Whenever I ask a question, tumbleweed drifts across the room. What’s gone wrong?

This may be because your questions aren’t simple enough, or they’re simple but not succulent. Think yourself into the shoes of the people in your study. Imagine what it feels like to be asked the questions you’re asking. A long and complicated question such as, “In verse 3 how does Jesus’ criticism of the Pharisees contrast with what we saw earlier when Jesus was on the other side of the Sea of Galilee after he healed the man with leprosy?” will leave people bamboozled and unable to answer. And yet an overly-basic question such as, “What does Jesus say in verse 3?” will also lead to nothing but crickets in the background. People will be thinking, “Please. The last time I was asked a question like that was in third grade.” One way to ask an observation question which has some succulence is to say, “How would you put what Jesus says in verse 3 in your own words?” That will bring about the desired observation while making the question more attractive to answer. People often respond well to an invitation to be creative, such as, “If you were present at this scene with a smartphone, what three Instagram pictures would you take to capture what happens?” Or (to aid observation of the mood of a passage), “What kind of background music would you choose for the events in verses 1-5?” Sometimes attaching a significance question to an observation question can make it more succulent: “What’s the most important word in verse 8, and why?” The Bible contains many surprises, and a question such as, “What’s the surprise in verses 3-4?” will often work well. It’s also worth keeping in mind that sometimes things will move along better if you give information to the group yourself. We shouldn’t feel that everything needs to be communicated via questions and answers. One final way to get rid of tumbleweed moments is to prepare “supplementaries” in advance, that is, an alternative question in case the initial question doesn’t get a response. If you have supplementary questions up your sleeve the awkward silences won’t last for long.

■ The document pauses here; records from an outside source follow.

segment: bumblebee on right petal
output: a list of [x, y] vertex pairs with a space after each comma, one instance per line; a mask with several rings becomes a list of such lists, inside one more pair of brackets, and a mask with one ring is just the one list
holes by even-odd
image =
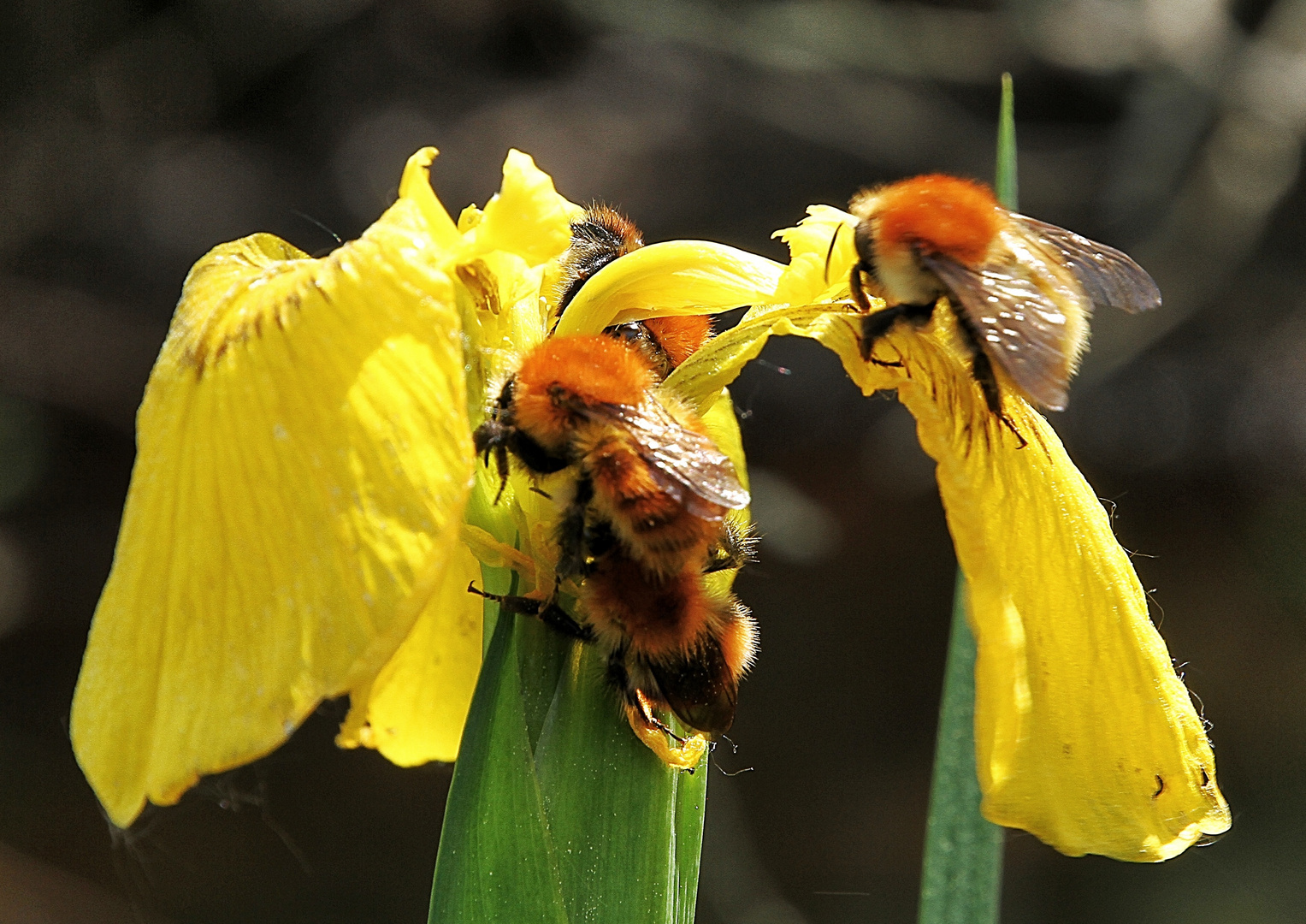
[[[865, 312], [863, 358], [900, 318], [925, 323], [947, 295], [985, 403], [1013, 433], [994, 365], [1032, 403], [1063, 410], [1092, 310], [1161, 305], [1156, 282], [1127, 255], [1008, 212], [983, 183], [914, 176], [863, 190], [849, 212], [858, 218], [850, 286]], [[888, 307], [872, 311], [867, 295]]]

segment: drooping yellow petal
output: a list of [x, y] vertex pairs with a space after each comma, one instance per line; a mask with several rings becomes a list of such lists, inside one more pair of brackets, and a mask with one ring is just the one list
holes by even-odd
[[[449, 528], [461, 533], [460, 524]], [[468, 584], [481, 566], [454, 542], [436, 592], [376, 680], [351, 697], [336, 742], [375, 748], [392, 763], [414, 767], [458, 755], [462, 725], [481, 670], [481, 597]]]
[[841, 291], [848, 297], [848, 277], [857, 250], [853, 246], [857, 218], [829, 205], [808, 205], [797, 227], [771, 237], [789, 246], [789, 265], [776, 286], [776, 302], [802, 305], [829, 302]]
[[785, 267], [710, 240], [663, 240], [599, 269], [580, 288], [558, 336], [598, 333], [644, 318], [726, 311], [774, 302]]
[[452, 254], [462, 240], [453, 218], [431, 188], [431, 162], [439, 153], [435, 148], [422, 148], [407, 159], [404, 175], [400, 178], [400, 199], [410, 200], [422, 210], [427, 234], [435, 246], [440, 251]]
[[[552, 178], [529, 154], [509, 150], [503, 186], [470, 226], [473, 252], [507, 251], [535, 265], [571, 244], [571, 222], [585, 209], [558, 195]], [[462, 221], [460, 220], [460, 225]]]
[[255, 235], [192, 269], [72, 708], [116, 825], [366, 687], [440, 584], [473, 469], [441, 259], [401, 199], [325, 259]]
[[[814, 337], [867, 395], [896, 388], [938, 463], [978, 642], [976, 738], [985, 816], [1063, 853], [1156, 861], [1229, 827], [1215, 758], [1152, 626], [1128, 557], [1047, 422], [1006, 389], [1025, 448], [989, 413], [953, 318], [878, 345], [838, 310], [755, 310], [666, 382], [710, 401], [773, 333]], [[1000, 372], [999, 372], [1000, 374]]]

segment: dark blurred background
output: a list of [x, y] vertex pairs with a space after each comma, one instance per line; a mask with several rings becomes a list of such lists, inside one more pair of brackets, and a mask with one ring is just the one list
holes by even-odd
[[[457, 214], [509, 146], [646, 239], [769, 239], [810, 203], [991, 176], [1016, 78], [1023, 210], [1123, 247], [1054, 417], [1204, 703], [1234, 812], [1160, 866], [1011, 833], [1003, 920], [1306, 919], [1306, 0], [8, 0], [0, 7], [0, 920], [426, 916], [449, 768], [270, 758], [111, 833], [67, 715], [187, 268], [321, 254], [435, 144]], [[329, 229], [329, 230], [328, 230]], [[955, 562], [905, 410], [773, 342], [735, 386], [763, 625], [713, 771], [703, 924], [910, 921]]]

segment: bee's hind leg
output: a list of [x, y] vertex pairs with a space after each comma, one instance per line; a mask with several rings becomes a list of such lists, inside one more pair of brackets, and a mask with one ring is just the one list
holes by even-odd
[[[554, 631], [562, 633], [567, 638], [593, 642], [594, 630], [586, 625], [576, 622], [567, 610], [558, 605], [556, 597], [550, 600], [535, 600], [534, 597], [513, 597], [503, 593], [486, 593], [477, 589], [475, 583], [468, 584], [468, 593], [492, 600], [499, 604], [504, 613], [533, 616]], [[555, 588], [556, 593], [556, 588]]]

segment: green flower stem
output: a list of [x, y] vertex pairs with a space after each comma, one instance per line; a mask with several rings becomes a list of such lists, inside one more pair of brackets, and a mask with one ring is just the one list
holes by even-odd
[[[511, 592], [504, 571], [485, 583]], [[594, 646], [529, 617], [486, 625], [431, 924], [691, 924], [707, 762], [675, 771], [636, 740]]]
[[[1002, 76], [994, 192], [1017, 208], [1016, 97]], [[1002, 894], [1003, 831], [980, 814], [976, 775], [976, 639], [966, 621], [966, 579], [957, 571], [948, 665], [943, 674], [939, 737], [930, 782], [930, 817], [921, 870], [921, 924], [990, 924]]]
[[966, 582], [957, 574], [952, 636], [930, 784], [921, 874], [921, 924], [998, 920], [1003, 831], [980, 814], [976, 778], [976, 640], [966, 622]]

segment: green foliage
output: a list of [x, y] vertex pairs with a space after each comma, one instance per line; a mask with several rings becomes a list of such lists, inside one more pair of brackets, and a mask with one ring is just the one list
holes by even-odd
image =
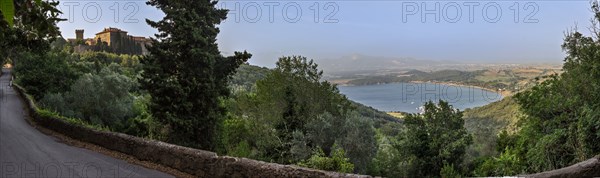
[[464, 128], [462, 112], [447, 102], [425, 104], [425, 112], [410, 114], [404, 121], [397, 149], [407, 159], [407, 174], [439, 176], [444, 164], [459, 166], [472, 137]]
[[17, 83], [38, 100], [46, 93], [67, 91], [78, 78], [62, 52], [50, 52], [39, 55], [23, 52], [19, 64], [15, 66]]
[[[478, 169], [482, 175], [547, 171], [600, 154], [598, 2], [592, 2], [592, 11], [595, 37], [568, 32], [562, 45], [567, 53], [564, 72], [515, 96], [525, 114], [520, 130], [515, 135], [500, 135], [499, 149], [507, 151], [486, 161]], [[513, 166], [507, 166], [509, 163]]]
[[230, 85], [235, 91], [253, 91], [257, 81], [264, 79], [270, 70], [249, 64], [242, 64], [235, 75], [231, 78]]
[[17, 59], [22, 52], [45, 55], [50, 42], [60, 36], [56, 23], [62, 19], [58, 18], [61, 12], [57, 5], [51, 1], [0, 1], [0, 56]]
[[502, 176], [523, 173], [524, 163], [519, 158], [517, 151], [507, 147], [497, 158], [488, 158], [475, 171], [475, 176]]
[[298, 165], [343, 173], [351, 173], [352, 170], [354, 170], [354, 165], [346, 158], [344, 149], [333, 150], [331, 157], [327, 157], [325, 153], [323, 153], [323, 150], [317, 149], [306, 162], [298, 163]]
[[338, 142], [346, 150], [350, 162], [355, 165], [355, 172], [364, 174], [377, 153], [377, 139], [372, 121], [357, 113], [350, 113], [343, 128], [345, 136]]
[[0, 0], [0, 12], [9, 26], [14, 24], [15, 6], [13, 0]]
[[158, 29], [144, 64], [143, 89], [152, 96], [150, 111], [167, 128], [166, 141], [206, 150], [217, 144], [217, 128], [225, 116], [222, 99], [236, 69], [251, 55], [235, 52], [224, 57], [216, 37], [227, 10], [217, 1], [164, 1], [147, 3], [166, 16], [147, 20]]
[[[320, 81], [322, 73], [317, 69], [317, 64], [305, 57], [282, 57], [277, 67], [265, 79], [257, 82], [255, 109], [270, 112], [256, 113], [259, 115], [254, 117], [264, 118], [276, 130], [281, 143], [273, 147], [281, 151], [269, 153], [269, 157], [277, 162], [294, 162], [288, 159], [292, 157], [289, 152], [292, 133], [301, 131], [307, 135], [307, 125], [319, 115], [327, 112], [336, 122], [344, 123], [344, 114], [350, 109], [350, 103], [339, 94], [335, 85]], [[329, 155], [334, 144], [332, 139], [320, 142], [325, 154]]]
[[460, 172], [458, 172], [454, 168], [454, 165], [451, 165], [451, 164], [444, 164], [444, 167], [442, 167], [442, 170], [440, 171], [440, 176], [443, 177], [443, 178], [462, 177], [460, 175]]
[[473, 135], [473, 144], [467, 148], [465, 162], [502, 153], [506, 145], [497, 149], [500, 140], [497, 140], [497, 136], [503, 132], [504, 136], [516, 132], [522, 115], [519, 105], [510, 96], [482, 107], [466, 109], [463, 118], [465, 128]]
[[81, 118], [92, 124], [121, 129], [133, 116], [135, 82], [109, 68], [97, 74], [84, 74], [65, 93], [48, 94], [41, 103], [64, 116]]

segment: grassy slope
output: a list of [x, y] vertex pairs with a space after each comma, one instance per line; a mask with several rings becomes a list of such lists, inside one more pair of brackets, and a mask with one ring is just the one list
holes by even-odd
[[512, 97], [465, 110], [465, 127], [473, 134], [473, 145], [467, 150], [466, 159], [497, 154], [498, 133], [502, 130], [514, 132], [520, 115], [519, 106]]

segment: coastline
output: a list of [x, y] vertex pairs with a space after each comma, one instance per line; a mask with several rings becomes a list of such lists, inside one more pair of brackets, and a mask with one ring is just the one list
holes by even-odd
[[461, 83], [455, 83], [455, 82], [431, 82], [431, 81], [410, 81], [410, 82], [406, 82], [406, 83], [430, 83], [430, 84], [439, 84], [439, 85], [449, 85], [449, 86], [458, 86], [458, 87], [471, 87], [471, 88], [477, 88], [477, 89], [481, 89], [481, 90], [486, 90], [486, 91], [490, 91], [490, 92], [494, 92], [494, 93], [498, 93], [500, 95], [502, 95], [502, 97], [508, 97], [511, 96], [512, 93], [509, 91], [497, 91], [495, 89], [491, 89], [491, 88], [485, 88], [485, 87], [481, 87], [481, 86], [475, 86], [475, 85], [465, 85], [465, 84], [461, 84]]
[[[492, 89], [492, 88], [485, 88], [485, 87], [475, 86], [475, 85], [465, 85], [465, 84], [456, 83], [456, 82], [433, 82], [433, 81], [419, 81], [419, 80], [414, 80], [414, 81], [408, 81], [408, 82], [389, 82], [389, 83], [378, 83], [378, 84], [368, 84], [368, 85], [383, 85], [383, 84], [395, 84], [395, 83], [429, 83], [429, 84], [439, 84], [439, 85], [458, 86], [458, 87], [472, 87], [472, 88], [477, 88], [477, 89], [481, 89], [481, 90], [486, 90], [486, 91], [498, 93], [503, 98], [513, 95], [512, 92], [507, 91], [507, 90], [497, 91], [497, 90]], [[348, 84], [348, 83], [334, 83], [334, 84], [336, 84], [338, 86], [368, 86], [368, 85], [352, 85], [352, 84]]]

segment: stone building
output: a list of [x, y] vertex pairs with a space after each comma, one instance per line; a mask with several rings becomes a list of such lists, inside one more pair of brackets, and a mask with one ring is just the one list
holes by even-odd
[[[146, 45], [151, 44], [151, 40], [141, 36], [131, 36], [127, 34], [127, 31], [119, 28], [108, 27], [95, 34], [94, 38], [84, 39], [83, 29], [75, 30], [75, 39], [68, 39], [68, 42], [74, 45], [75, 52], [83, 52], [93, 49], [91, 46], [97, 45], [98, 42], [105, 43], [114, 51], [119, 49], [130, 48], [131, 45], [139, 45], [141, 48], [141, 54], [148, 54]], [[85, 44], [85, 45], [83, 45]]]

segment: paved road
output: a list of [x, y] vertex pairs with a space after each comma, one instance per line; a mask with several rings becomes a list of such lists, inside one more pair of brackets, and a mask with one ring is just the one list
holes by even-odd
[[173, 177], [84, 148], [60, 143], [31, 127], [23, 102], [0, 78], [0, 177]]

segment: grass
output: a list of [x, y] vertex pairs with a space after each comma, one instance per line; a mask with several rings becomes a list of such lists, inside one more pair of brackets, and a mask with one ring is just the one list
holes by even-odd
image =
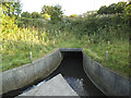
[[[71, 28], [72, 27], [72, 28]], [[7, 71], [50, 53], [56, 48], [83, 48], [93, 60], [124, 76], [129, 76], [129, 40], [120, 28], [98, 28], [92, 35], [82, 32], [80, 26], [73, 27], [66, 23], [46, 24], [43, 30], [37, 28], [21, 28], [10, 36], [3, 35], [2, 40], [2, 71]], [[119, 33], [119, 34], [118, 34]], [[128, 33], [127, 33], [128, 34]], [[119, 35], [119, 37], [118, 37]], [[109, 39], [108, 41], [106, 41]], [[55, 42], [55, 47], [53, 47]], [[108, 60], [105, 60], [108, 51]]]

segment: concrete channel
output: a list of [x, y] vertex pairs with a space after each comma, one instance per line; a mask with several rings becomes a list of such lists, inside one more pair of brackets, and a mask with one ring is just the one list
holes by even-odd
[[0, 73], [0, 95], [16, 97], [61, 74], [79, 96], [129, 96], [131, 81], [80, 48], [60, 48], [33, 63]]

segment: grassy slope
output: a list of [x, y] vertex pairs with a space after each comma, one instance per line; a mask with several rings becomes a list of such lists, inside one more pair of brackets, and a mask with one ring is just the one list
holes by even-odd
[[[2, 71], [29, 63], [29, 51], [33, 52], [33, 60], [39, 59], [45, 54], [55, 50], [55, 48], [70, 47], [83, 48], [83, 51], [92, 59], [98, 61], [103, 65], [117, 71], [126, 76], [129, 75], [129, 41], [116, 39], [111, 44], [99, 41], [94, 44], [87, 35], [74, 36], [75, 30], [59, 30], [58, 26], [47, 25], [47, 41], [32, 42], [22, 40], [2, 41]], [[74, 33], [73, 33], [74, 32]], [[49, 34], [50, 33], [50, 34]], [[95, 37], [95, 36], [93, 36]], [[92, 38], [93, 38], [92, 37]], [[95, 38], [94, 38], [95, 39]], [[53, 41], [56, 47], [53, 48]], [[109, 51], [108, 60], [105, 61], [106, 51]]]

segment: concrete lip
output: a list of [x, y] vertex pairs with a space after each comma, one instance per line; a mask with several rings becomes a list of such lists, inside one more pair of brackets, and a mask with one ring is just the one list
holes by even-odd
[[59, 48], [59, 51], [75, 51], [75, 52], [82, 52], [81, 48]]
[[61, 74], [20, 96], [79, 96]]

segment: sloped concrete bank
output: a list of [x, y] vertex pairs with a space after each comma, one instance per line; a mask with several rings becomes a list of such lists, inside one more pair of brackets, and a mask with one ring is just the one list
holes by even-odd
[[83, 53], [83, 68], [94, 85], [107, 96], [129, 96], [131, 79], [100, 65]]
[[33, 63], [25, 64], [13, 70], [2, 72], [2, 81], [0, 81], [0, 95], [25, 87], [36, 79], [44, 79], [49, 74], [51, 74], [60, 64], [62, 56], [58, 50], [53, 51], [51, 54], [34, 61]]
[[[80, 48], [60, 48], [33, 63], [0, 73], [0, 95], [25, 87], [51, 74], [64, 59], [64, 51], [83, 52]], [[83, 52], [83, 68], [93, 84], [107, 96], [129, 96], [131, 81], [93, 61]], [[75, 69], [75, 68], [74, 68]], [[2, 81], [1, 81], [2, 79]]]

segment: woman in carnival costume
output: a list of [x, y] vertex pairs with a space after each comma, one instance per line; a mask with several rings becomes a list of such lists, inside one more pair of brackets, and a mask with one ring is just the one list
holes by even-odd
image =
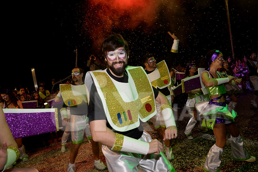
[[[196, 65], [193, 63], [190, 63], [186, 67], [185, 71], [186, 78], [192, 77], [196, 73]], [[192, 139], [194, 138], [192, 136], [191, 130], [196, 124], [197, 122], [198, 117], [197, 112], [195, 108], [195, 104], [197, 102], [205, 101], [203, 96], [203, 93], [202, 91], [202, 89], [200, 88], [187, 91], [186, 93], [188, 94], [188, 98], [186, 102], [186, 108], [188, 110], [190, 114], [193, 115], [193, 117], [190, 119], [185, 128], [185, 134], [186, 135], [187, 138]], [[200, 123], [201, 124], [201, 120]], [[201, 127], [199, 125], [198, 130], [203, 132], [206, 132], [208, 129]]]
[[225, 102], [223, 95], [226, 92], [224, 84], [233, 83], [237, 84], [241, 80], [234, 81], [234, 77], [230, 76], [225, 78], [217, 71], [218, 69], [222, 67], [225, 61], [223, 56], [216, 50], [209, 51], [206, 55], [204, 59], [209, 69], [202, 73], [202, 78], [210, 99], [209, 101], [197, 103], [196, 105], [203, 118], [203, 124], [213, 130], [216, 138], [216, 142], [210, 149], [203, 168], [208, 172], [222, 172], [218, 167], [221, 162], [223, 148], [226, 142], [226, 128], [231, 135], [230, 143], [233, 159], [249, 162], [256, 160], [255, 157], [250, 156], [244, 147], [243, 140], [234, 122], [236, 113]]
[[19, 152], [1, 107], [0, 126], [0, 172], [38, 172], [36, 169], [32, 167], [8, 169], [19, 158]]
[[[5, 89], [1, 93], [1, 95], [3, 97], [3, 100], [0, 102], [0, 106], [3, 108], [23, 109], [22, 102], [20, 100], [17, 100], [16, 98], [13, 93], [12, 90], [11, 91], [7, 89]], [[23, 162], [26, 161], [28, 160], [29, 156], [25, 153], [25, 148], [22, 144], [22, 138], [18, 138], [15, 139], [19, 146], [20, 156], [19, 158]], [[15, 163], [14, 164], [15, 165]]]

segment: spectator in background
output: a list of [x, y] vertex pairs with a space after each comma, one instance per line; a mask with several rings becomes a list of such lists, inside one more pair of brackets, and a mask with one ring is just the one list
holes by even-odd
[[92, 55], [87, 62], [87, 66], [89, 67], [90, 71], [98, 70], [100, 69], [100, 62], [99, 59]]
[[258, 96], [258, 66], [257, 65], [257, 56], [255, 53], [251, 54], [251, 60], [246, 61], [246, 65], [250, 71], [249, 73], [250, 80], [252, 82], [255, 89], [253, 100], [251, 101], [251, 105], [255, 108], [258, 108], [256, 102]]
[[[0, 171], [1, 171], [19, 172], [38, 172], [34, 168], [20, 168], [14, 169], [7, 168], [11, 166], [19, 157], [19, 147], [15, 142], [10, 128], [6, 122], [5, 114], [0, 107]], [[8, 158], [7, 158], [8, 157]]]
[[38, 86], [38, 89], [39, 90], [39, 92], [38, 92], [39, 95], [43, 100], [44, 100], [48, 96], [50, 95], [49, 91], [45, 89], [45, 87], [44, 85], [39, 85]]

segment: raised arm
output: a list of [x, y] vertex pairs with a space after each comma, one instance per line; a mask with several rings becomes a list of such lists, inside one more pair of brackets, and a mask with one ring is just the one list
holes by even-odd
[[165, 130], [165, 137], [163, 140], [176, 138], [177, 136], [177, 130], [176, 126], [172, 107], [167, 97], [159, 91], [159, 94], [155, 101], [161, 105], [161, 113], [167, 128]]

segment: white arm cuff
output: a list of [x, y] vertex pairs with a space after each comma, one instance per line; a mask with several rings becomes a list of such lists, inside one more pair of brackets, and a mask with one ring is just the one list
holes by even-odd
[[60, 113], [62, 120], [64, 118], [67, 118], [67, 110], [65, 108], [62, 108], [60, 110]]
[[161, 111], [163, 118], [166, 125], [166, 127], [167, 128], [170, 126], [176, 126], [174, 118], [173, 111], [171, 108], [166, 108]]
[[171, 52], [178, 52], [178, 44], [179, 40], [174, 40], [174, 42], [171, 48]]
[[17, 157], [17, 154], [13, 150], [11, 149], [7, 149], [7, 159], [6, 163], [3, 170], [1, 172], [3, 171], [6, 169], [13, 163], [16, 161], [16, 158]]
[[[113, 150], [122, 151], [146, 155], [149, 151], [148, 143], [116, 133]], [[121, 144], [122, 145], [121, 146]]]
[[228, 82], [229, 81], [229, 79], [228, 78], [212, 78], [212, 80], [213, 81], [214, 83], [214, 86], [216, 87], [217, 86], [222, 84], [224, 84]]

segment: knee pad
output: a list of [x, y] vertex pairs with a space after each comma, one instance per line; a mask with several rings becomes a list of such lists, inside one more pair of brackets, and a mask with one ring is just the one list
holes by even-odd
[[255, 90], [255, 91], [254, 95], [255, 95], [258, 96], [258, 90]]

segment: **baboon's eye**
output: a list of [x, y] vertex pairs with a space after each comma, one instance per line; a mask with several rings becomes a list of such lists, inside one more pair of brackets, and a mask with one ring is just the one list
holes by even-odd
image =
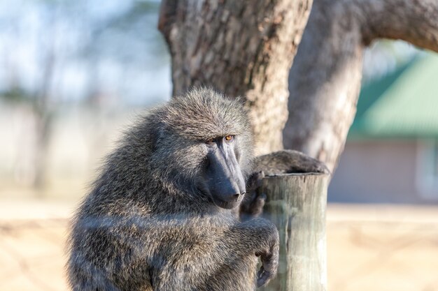
[[206, 144], [212, 144], [212, 143], [216, 142], [216, 139], [213, 138], [213, 137], [211, 137], [211, 138], [209, 138], [207, 140], [206, 140], [205, 143]]

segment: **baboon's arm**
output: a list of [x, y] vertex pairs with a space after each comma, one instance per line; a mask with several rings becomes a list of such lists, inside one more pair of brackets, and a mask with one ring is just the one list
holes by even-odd
[[330, 173], [325, 165], [306, 154], [291, 149], [275, 151], [254, 159], [254, 172], [266, 175], [286, 173]]
[[227, 237], [231, 239], [230, 246], [245, 248], [250, 254], [260, 257], [262, 265], [257, 272], [257, 287], [275, 276], [278, 265], [279, 239], [277, 228], [271, 222], [263, 218], [251, 219], [232, 227]]

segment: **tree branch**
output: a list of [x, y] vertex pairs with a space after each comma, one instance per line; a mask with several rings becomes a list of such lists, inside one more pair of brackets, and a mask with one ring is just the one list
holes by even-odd
[[334, 172], [353, 123], [363, 50], [379, 38], [438, 52], [437, 0], [315, 0], [289, 77], [283, 146]]

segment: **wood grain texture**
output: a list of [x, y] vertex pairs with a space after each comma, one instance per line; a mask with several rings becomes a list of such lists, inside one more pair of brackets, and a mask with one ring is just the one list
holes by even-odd
[[172, 57], [174, 95], [193, 86], [242, 96], [257, 154], [283, 147], [288, 76], [311, 0], [168, 0], [159, 28]]
[[264, 208], [280, 234], [277, 277], [264, 291], [325, 291], [325, 209], [329, 175], [267, 176], [260, 189]]

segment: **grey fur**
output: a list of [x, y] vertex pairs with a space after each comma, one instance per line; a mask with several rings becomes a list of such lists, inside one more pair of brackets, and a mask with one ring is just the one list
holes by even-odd
[[259, 283], [271, 278], [278, 264], [275, 225], [258, 218], [239, 221], [195, 182], [207, 151], [204, 141], [227, 135], [235, 136], [248, 178], [252, 137], [239, 100], [195, 89], [127, 130], [72, 221], [71, 288], [254, 290], [256, 255], [263, 264]]

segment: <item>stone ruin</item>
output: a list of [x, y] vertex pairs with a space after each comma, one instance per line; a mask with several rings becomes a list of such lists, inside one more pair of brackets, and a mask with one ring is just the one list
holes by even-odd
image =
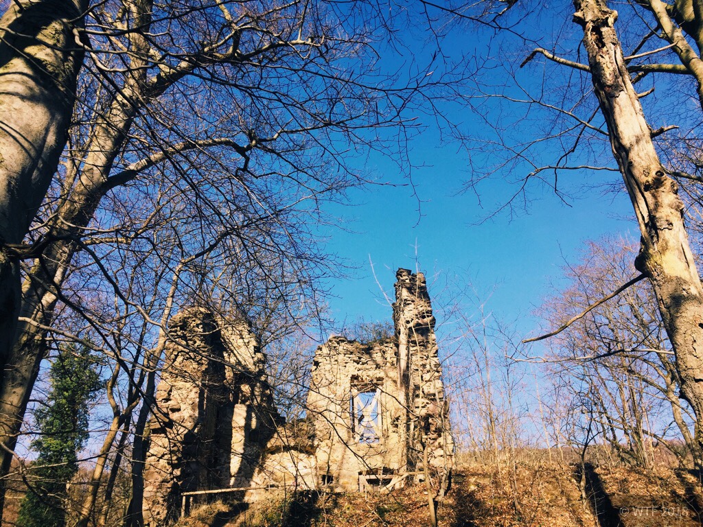
[[385, 490], [429, 476], [445, 490], [453, 441], [435, 320], [423, 274], [396, 276], [394, 335], [320, 346], [307, 417], [294, 422], [276, 410], [245, 323], [202, 308], [174, 317], [150, 423], [145, 523], [186, 514], [186, 498], [251, 500], [271, 486]]

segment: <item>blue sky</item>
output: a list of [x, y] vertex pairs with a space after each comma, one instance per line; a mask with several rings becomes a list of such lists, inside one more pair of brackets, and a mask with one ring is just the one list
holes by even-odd
[[[448, 279], [457, 289], [470, 282], [486, 296], [492, 292], [489, 308], [506, 320], [519, 319], [520, 330], [528, 332], [538, 325], [531, 311], [549, 294], [549, 284], [558, 281], [565, 261], [577, 261], [585, 240], [610, 233], [638, 236], [624, 193], [591, 192], [569, 207], [546, 191], [526, 214], [512, 219], [502, 214], [480, 223], [488, 211], [473, 195], [457, 194], [467, 169], [462, 155], [449, 150], [436, 146], [432, 157], [441, 161], [413, 172], [423, 200], [421, 216], [408, 186], [354, 191], [354, 206], [333, 211], [347, 230], [333, 229], [328, 248], [356, 268], [352, 278], [332, 284], [329, 304], [337, 320], [388, 320], [389, 308], [376, 278], [392, 297], [395, 270], [419, 265], [428, 276], [444, 275], [440, 282]], [[373, 168], [384, 181], [398, 179], [392, 163], [382, 158], [377, 162]], [[501, 194], [505, 186], [493, 182], [484, 193]]]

Is it OK to tell someone they’re mistaken?

A post on the Gospel Coalition website answered that question wisely:

I remember sitting in one Bible study where the leader compassionately announced, “Not only are there no stupid questions here, there are no wrong answers.” Her goal, of course, was to put women at ease and promote uninhibited discussion. She rightly wanted the women who didn’t know much about the Scriptures to feel comfortable expressing their opinions. However, in the process she jettisoned the objective truth of the Bible. In fact, there are right and wrong interpretations. Group Bible study is a place where we search together for the right interpretations—the truth of the passage. (Keri Folmar)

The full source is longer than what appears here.